McKenzie looked at the rooftops. His hand moved to his radio. "I've got Ray inside. Two High Peaks officers on the perimeter. That's it. This was supposed to be a campaign event, not a security operation."

"It's both now. You need to alert him."

"If I pull Luther off that stage and nothing happens, I'm finished. If I don't and something does, I'm worse than finished." McKenzie's eyes were moving the way Noah's were moving, scanning the upper floors, the angles, the gaps between buildings. "Who is he? The shooter. Give me a name."

"Liam Hale."

McKenzie's face changed. "Rebecca's son?”

"Yeah."

"Jesus." McKenzie pressed his radio. "Ray. We have a potential threat at the event. I need eyes on every elevated position within five hundred yards of the stage. Get your officers moving. Quietly. Do not pull Ashford yet."

The radio crackled back. "Copy. Moving now."

Noah turned to the crowd. He wasn't looking at Luther. He was looking at everything else. The windows of the building across the street. The roofline of the hardware store. The gap between the post office and the old bank building. The second-floor balcony of the inn on the corner.

Then he saw Hugh.

His father was in the crowd, fifteen feet to the right of the stage, standing near the drinks table. He wore a dark jacket and a white shirt. He was talking to a woman Noah didn't recognize, holding a paper cup, nodding at whatever she was saying.

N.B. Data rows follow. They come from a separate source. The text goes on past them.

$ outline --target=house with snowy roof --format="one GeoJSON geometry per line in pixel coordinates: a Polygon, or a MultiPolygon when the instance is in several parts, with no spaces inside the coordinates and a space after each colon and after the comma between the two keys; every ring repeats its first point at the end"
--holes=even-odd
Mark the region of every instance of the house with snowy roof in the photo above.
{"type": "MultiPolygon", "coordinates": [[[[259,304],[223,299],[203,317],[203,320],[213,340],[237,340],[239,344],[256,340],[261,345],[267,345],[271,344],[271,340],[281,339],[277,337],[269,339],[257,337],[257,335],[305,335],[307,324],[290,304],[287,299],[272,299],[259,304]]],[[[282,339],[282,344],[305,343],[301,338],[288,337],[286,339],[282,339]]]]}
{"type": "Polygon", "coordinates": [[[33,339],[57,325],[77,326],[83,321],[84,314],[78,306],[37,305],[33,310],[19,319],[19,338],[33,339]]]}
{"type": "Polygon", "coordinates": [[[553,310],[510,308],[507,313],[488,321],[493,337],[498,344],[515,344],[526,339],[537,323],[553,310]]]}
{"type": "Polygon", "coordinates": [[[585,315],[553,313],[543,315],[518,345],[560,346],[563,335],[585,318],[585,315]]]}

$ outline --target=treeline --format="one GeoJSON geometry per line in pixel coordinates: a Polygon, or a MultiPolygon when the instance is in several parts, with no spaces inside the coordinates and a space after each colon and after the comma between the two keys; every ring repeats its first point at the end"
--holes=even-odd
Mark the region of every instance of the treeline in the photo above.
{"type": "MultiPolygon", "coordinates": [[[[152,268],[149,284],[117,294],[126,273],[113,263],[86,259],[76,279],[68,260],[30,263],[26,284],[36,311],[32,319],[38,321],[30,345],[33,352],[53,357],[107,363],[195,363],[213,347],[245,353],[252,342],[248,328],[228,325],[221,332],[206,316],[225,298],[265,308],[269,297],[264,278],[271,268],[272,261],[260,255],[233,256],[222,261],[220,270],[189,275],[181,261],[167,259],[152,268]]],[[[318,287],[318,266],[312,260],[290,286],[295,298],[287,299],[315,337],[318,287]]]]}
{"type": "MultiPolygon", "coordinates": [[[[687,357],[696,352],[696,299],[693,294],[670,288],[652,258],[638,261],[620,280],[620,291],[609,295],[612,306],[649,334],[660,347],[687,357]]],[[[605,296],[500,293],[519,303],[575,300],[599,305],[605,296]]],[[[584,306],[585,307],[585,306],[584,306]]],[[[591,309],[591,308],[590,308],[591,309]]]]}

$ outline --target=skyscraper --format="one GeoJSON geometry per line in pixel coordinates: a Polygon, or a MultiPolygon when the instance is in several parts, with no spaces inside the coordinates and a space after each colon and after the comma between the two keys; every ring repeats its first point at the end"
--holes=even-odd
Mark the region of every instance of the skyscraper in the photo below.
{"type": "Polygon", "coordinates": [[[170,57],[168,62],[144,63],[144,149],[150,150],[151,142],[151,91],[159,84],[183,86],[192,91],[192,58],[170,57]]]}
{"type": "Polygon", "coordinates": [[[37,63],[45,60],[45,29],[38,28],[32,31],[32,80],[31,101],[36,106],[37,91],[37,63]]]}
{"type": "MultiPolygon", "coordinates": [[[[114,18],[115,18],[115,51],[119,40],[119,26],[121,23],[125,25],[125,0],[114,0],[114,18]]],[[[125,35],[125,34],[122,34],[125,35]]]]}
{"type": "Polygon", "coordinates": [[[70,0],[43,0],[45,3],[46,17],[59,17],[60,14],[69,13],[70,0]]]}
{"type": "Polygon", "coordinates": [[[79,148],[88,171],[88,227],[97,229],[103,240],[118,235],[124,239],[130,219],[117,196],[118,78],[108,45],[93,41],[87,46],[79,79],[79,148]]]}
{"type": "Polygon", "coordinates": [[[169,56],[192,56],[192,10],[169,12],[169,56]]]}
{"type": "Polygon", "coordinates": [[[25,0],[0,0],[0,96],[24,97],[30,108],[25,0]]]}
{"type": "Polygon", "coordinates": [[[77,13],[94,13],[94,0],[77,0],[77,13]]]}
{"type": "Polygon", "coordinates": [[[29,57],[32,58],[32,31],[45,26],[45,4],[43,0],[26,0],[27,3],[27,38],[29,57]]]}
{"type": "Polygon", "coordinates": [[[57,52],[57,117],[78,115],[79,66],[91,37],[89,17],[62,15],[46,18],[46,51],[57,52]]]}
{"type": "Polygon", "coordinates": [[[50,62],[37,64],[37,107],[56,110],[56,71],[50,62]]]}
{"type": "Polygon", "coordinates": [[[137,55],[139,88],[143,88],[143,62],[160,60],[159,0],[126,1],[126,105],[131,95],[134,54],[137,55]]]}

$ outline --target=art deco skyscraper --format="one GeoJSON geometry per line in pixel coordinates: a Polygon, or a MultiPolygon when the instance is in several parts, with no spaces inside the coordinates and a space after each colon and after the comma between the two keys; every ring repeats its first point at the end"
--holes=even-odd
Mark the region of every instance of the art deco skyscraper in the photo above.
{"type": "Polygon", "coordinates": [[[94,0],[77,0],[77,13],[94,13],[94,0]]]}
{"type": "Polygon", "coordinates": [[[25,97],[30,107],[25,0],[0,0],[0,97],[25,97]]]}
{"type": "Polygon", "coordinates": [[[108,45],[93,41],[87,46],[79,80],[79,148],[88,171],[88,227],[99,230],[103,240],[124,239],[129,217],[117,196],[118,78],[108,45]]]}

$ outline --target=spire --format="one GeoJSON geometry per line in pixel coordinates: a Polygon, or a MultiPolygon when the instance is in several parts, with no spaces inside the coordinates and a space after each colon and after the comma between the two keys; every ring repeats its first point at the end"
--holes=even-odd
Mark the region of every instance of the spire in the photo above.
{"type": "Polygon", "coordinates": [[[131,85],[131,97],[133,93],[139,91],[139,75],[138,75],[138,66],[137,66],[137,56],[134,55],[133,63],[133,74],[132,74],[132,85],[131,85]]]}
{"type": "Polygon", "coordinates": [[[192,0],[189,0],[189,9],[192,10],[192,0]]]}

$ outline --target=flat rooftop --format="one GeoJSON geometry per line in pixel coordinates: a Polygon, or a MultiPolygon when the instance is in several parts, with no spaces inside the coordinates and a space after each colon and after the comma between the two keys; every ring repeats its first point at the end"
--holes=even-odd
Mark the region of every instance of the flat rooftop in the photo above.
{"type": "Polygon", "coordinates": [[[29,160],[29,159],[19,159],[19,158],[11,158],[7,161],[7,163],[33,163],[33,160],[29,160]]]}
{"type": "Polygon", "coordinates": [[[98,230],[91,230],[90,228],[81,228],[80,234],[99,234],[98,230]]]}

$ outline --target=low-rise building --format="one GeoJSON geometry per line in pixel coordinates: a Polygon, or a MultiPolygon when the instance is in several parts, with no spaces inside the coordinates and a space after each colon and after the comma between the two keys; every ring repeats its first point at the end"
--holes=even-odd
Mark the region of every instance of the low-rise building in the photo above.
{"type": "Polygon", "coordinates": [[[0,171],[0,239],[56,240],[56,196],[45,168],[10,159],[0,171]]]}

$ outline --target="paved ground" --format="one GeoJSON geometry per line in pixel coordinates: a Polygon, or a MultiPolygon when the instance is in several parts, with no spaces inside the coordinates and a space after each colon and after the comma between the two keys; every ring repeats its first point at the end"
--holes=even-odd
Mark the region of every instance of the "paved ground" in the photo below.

Hugh Sutherland at Luther Ashford's fundraiser. The two men whose secrets were woven through the same case, standing in the same crowd, twenty feet apart.

Noah started moving toward Hugh. Not to talk to him. To get him away from the stage. Away from the open sightline. Away from whatever was about to happen.

He was twelve feet away when it happened.

Not a sound, a movement.

A woman near the stage flinched and looked up. She had seen something — a reflection, a glint of light from an upperwindow in the building across the street. It was an old brick office block that had once housed an insurance company and a dentist, its flat roof rising three stories above the crowd.

She grabbed the arm of the man beside her and pointed.

Luther was mid-sentence. Something about community investment. Something about the future of High Peaks. His voice was amplified and steady and completely unaware.

The crack split the air.

It was louder than Noah expected. Sharper. The kind of sound that doesn't register as a gunshot until a half-second after you've already reacted to it. It bounced off the stone facade of the museum and came back as an echo that made it impossible to locate the source.

Noah dropped. Instinct kicked in. Muscle memory from two decades of training taking over before his conscious mind could process what was happening. His knees hit the grass. His hands went flat on the ground. He was already looking up, already tracking.

The crowd erupted.

Screams. Chairs toppled. People ran in every direction with no idea which direction was safe. A drinks table went over. Glass shattered on the flagstone path. A woman fell and someone tripped over her. Campaign signs blew sideways as bodies pushed past them. The amplified system let out a shriek of feedback as someone knocked the podium.

Two men in dark suits, Luther's private security, had Luther on the ground behind the stage. They had moved fast. Faster than the crowd. One was on top of him. The other was crouched with a handgun drawn, scanning the rooftops.